Department of Thoracic and Cardiovascular Surgery, The Second of Chuanbei Clinical Medical College, Nanchong, People's Republic of China.
Ann Thorac Surg. 2009 Dec;88(6):1948-51. doi: 10.1016/j.athoracsur.2009.08.051.
Indications and outcomes of the arterial switch operation in children who are older than 1 month of age and have transposition of the great arteries plus ventricular septal defect or Taussig-Bing anomaly were studied.

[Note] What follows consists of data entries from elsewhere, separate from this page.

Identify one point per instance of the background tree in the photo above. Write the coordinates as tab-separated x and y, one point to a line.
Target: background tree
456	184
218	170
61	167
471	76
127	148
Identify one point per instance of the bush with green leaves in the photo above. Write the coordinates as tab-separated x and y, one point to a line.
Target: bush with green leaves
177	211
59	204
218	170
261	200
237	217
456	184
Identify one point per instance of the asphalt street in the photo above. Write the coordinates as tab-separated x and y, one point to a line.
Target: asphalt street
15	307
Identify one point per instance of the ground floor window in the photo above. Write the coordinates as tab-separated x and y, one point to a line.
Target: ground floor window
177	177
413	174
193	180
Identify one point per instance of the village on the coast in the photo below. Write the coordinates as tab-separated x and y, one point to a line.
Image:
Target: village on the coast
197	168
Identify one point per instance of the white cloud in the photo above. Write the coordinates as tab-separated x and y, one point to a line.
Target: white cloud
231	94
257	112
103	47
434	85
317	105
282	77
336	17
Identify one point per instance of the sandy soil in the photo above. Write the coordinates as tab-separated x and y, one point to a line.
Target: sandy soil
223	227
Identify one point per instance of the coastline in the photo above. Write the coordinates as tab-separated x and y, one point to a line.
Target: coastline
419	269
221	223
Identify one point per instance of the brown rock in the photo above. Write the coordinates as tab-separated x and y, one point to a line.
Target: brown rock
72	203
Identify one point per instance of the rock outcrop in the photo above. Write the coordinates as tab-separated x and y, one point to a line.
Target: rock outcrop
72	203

Arterial switch operation was performed in 68 children between January 2000 and December 2008. Thirty infants (1 to 6 months old) had transposition of the great arteries plus ventricular septal defect or Taussig-Bing anomaly (group A), and 38 children older than 6 months of age had transposition of the great arteries plus ventricular septal defect or Taussig-Bing anomaly (group B). The preoperative pulmonary artery pressure in group B was significantly higher than that in group A (46.5 +/- 16.3 mm Hg and 31.3 +/- 8.6 mm Hg, respectively; p < 0.05). Arterial switch operation was performed under general anesthesia, hypothermia (18 degrees to 22 degrees C), and low-flow (50 mL x kg(-1) x min(-1)) extracorporeal bypass circulation. Concomitant cardiac anomalies were treated during the same surgical session.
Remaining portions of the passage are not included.